L’apnée du sommeil 😴
L’apnée du sommeil est également un facteur de risque important pour le développement de migraines chroniques.
autre syndrome douloureux chronique 🔄
Les douleurs chroniques, quelle que soit leur origine, peuvent être un facteur de risque pour la chronicisation des migraines.

🩺 Quelles spécialités médicales consulter en cas de migraine ?
La migraine étant une maladie neurologique complexe, plusieurs professionnels de santé peuvent intervenir dans sa prise en charge. Les médecins généralistes constituent souvent le premier point de contact : ils évaluent les symptômes, prescrivent les premiers traitements et déterminent si une orientation est nécessaire. Lorsqu’une expertise plus poussée s’impose, les patients sont dirigés vers un neurologue, souvent spécialisé dans les céphalées, qui pourra affiner le diagnostic et proposer un traitement de fond adapté.

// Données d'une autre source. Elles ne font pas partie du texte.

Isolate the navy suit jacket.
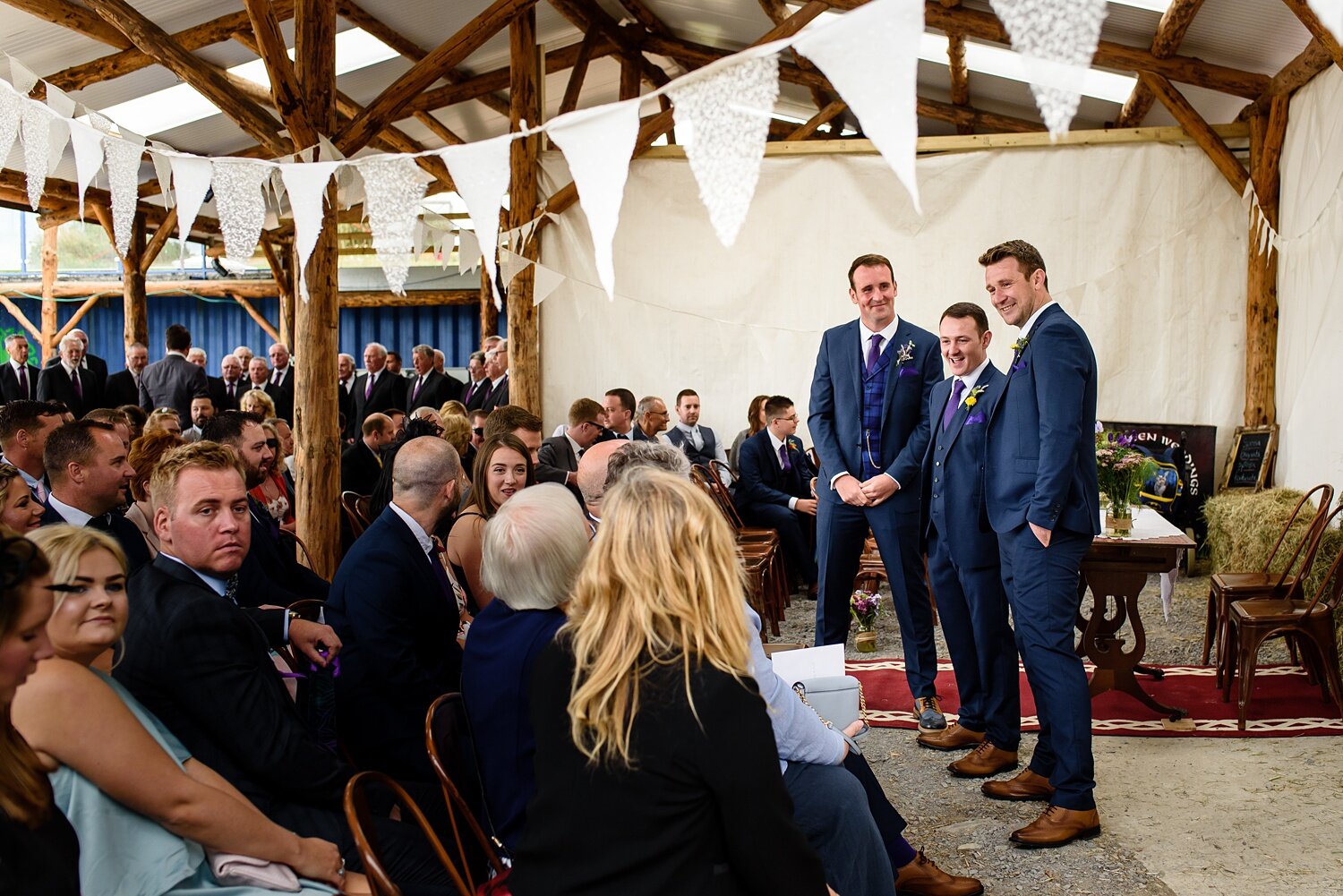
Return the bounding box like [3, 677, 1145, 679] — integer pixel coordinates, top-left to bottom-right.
[985, 303, 1100, 536]
[920, 362, 1006, 569]
[327, 508, 462, 781]
[808, 317, 942, 513]
[735, 429, 817, 508]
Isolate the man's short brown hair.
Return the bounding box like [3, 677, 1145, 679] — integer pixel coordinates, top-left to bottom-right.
[937, 303, 988, 336]
[485, 405, 542, 438]
[979, 239, 1049, 289]
[849, 252, 896, 289]
[150, 440, 247, 513]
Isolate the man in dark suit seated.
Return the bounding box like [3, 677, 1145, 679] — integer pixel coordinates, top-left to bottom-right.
[38, 333, 104, 419]
[537, 397, 603, 485]
[406, 346, 462, 411]
[736, 395, 817, 598]
[340, 414, 397, 494]
[0, 333, 42, 402]
[104, 343, 150, 407]
[140, 324, 209, 421]
[327, 438, 462, 781]
[113, 442, 453, 893]
[42, 421, 150, 575]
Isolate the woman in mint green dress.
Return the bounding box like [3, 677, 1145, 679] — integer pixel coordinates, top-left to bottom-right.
[13, 525, 367, 896]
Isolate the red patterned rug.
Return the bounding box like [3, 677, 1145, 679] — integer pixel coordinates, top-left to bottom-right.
[846, 660, 1343, 738]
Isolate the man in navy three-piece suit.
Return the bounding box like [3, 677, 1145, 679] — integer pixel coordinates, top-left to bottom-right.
[979, 241, 1100, 846]
[808, 255, 947, 730]
[919, 303, 1021, 778]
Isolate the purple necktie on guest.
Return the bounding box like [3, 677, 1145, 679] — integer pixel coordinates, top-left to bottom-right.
[942, 378, 966, 432]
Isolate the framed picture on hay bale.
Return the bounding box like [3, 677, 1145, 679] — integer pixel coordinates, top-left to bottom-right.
[1222, 423, 1278, 491]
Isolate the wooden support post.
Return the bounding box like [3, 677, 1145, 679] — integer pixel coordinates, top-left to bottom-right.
[1245, 96, 1289, 426]
[121, 212, 148, 346]
[38, 227, 61, 364]
[508, 7, 542, 414]
[293, 0, 341, 579]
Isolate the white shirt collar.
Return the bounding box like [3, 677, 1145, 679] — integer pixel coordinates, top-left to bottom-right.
[859, 314, 900, 357]
[1021, 300, 1055, 338]
[387, 501, 434, 558]
[158, 550, 228, 596]
[953, 356, 988, 402]
[47, 494, 93, 526]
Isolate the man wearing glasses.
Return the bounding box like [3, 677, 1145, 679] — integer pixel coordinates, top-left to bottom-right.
[537, 397, 603, 488]
[736, 395, 817, 601]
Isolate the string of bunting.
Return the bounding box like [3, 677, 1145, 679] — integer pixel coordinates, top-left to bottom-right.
[0, 0, 1343, 305]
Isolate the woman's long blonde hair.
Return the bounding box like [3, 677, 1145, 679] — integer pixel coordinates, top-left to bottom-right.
[561, 469, 751, 767]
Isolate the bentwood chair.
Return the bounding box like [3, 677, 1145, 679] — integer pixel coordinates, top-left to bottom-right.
[346, 771, 475, 896]
[424, 692, 505, 892]
[1203, 482, 1334, 685]
[1222, 504, 1343, 730]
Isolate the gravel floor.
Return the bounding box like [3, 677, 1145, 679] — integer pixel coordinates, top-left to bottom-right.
[773, 576, 1268, 896]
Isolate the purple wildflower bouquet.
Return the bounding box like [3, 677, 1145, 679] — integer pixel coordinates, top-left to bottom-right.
[849, 588, 881, 631]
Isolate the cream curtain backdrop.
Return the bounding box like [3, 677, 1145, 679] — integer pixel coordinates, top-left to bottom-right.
[540, 144, 1248, 473]
[1278, 66, 1343, 489]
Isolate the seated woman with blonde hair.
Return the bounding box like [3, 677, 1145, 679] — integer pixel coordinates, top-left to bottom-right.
[13, 525, 367, 896]
[510, 470, 827, 896]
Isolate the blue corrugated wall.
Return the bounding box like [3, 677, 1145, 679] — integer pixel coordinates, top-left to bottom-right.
[0, 295, 504, 376]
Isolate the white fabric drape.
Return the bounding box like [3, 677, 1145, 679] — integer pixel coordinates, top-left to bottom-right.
[542, 144, 1246, 462]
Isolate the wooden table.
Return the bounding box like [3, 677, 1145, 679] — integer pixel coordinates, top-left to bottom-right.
[1077, 508, 1194, 720]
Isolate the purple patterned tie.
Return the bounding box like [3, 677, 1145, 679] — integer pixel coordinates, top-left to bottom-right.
[942, 378, 966, 432]
[868, 333, 881, 373]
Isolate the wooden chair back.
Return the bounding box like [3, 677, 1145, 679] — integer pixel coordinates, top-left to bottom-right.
[424, 692, 505, 892]
[346, 771, 475, 896]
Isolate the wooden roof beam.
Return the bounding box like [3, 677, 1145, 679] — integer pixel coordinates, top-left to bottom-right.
[44, 0, 295, 90]
[336, 0, 509, 115]
[338, 0, 536, 156]
[86, 0, 289, 156]
[1115, 0, 1203, 128]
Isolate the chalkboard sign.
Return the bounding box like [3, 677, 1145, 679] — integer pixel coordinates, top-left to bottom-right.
[1222, 426, 1278, 491]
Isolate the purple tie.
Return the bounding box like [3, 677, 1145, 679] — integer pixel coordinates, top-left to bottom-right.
[942, 378, 966, 432]
[868, 333, 881, 373]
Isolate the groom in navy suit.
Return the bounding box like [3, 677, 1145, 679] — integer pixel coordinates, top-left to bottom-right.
[808, 255, 947, 730]
[919, 303, 1021, 778]
[979, 239, 1100, 846]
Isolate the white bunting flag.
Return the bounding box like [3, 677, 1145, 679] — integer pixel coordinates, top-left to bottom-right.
[994, 0, 1107, 140]
[668, 53, 779, 247]
[438, 134, 513, 308]
[551, 99, 639, 301]
[797, 0, 924, 211]
[279, 161, 343, 303]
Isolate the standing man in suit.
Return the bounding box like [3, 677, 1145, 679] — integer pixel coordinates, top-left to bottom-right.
[0, 333, 42, 402]
[104, 343, 150, 407]
[919, 303, 1021, 778]
[459, 352, 491, 413]
[406, 346, 462, 411]
[327, 438, 462, 781]
[140, 324, 209, 421]
[808, 255, 947, 730]
[736, 395, 818, 601]
[354, 343, 406, 432]
[481, 338, 508, 411]
[979, 239, 1100, 846]
[266, 343, 295, 421]
[38, 333, 104, 419]
[42, 421, 150, 575]
[537, 397, 602, 488]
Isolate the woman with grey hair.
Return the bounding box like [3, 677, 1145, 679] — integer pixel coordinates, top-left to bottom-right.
[462, 482, 588, 850]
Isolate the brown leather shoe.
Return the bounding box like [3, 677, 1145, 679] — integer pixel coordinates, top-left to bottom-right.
[947, 740, 1017, 778]
[1009, 806, 1100, 849]
[979, 768, 1055, 802]
[915, 721, 985, 752]
[896, 849, 985, 896]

Dans les cas de migraines chroniques ou résistantes, les consultations en médecine de la douleur peuvent également être indiquées pour améliorer la qualité de vie. Chez les femmes, les variations hormonales jouant un rôle important, une collaboration avec des gynécologues peut parfois aider à mieux comprendre et anticiper les crises. Enfin, lorsque le stress ou les facteurs émotionnels contribuent aux migraines, un suivi en psychologie ou en psychiatrie peut compléter utilement la prise en charge.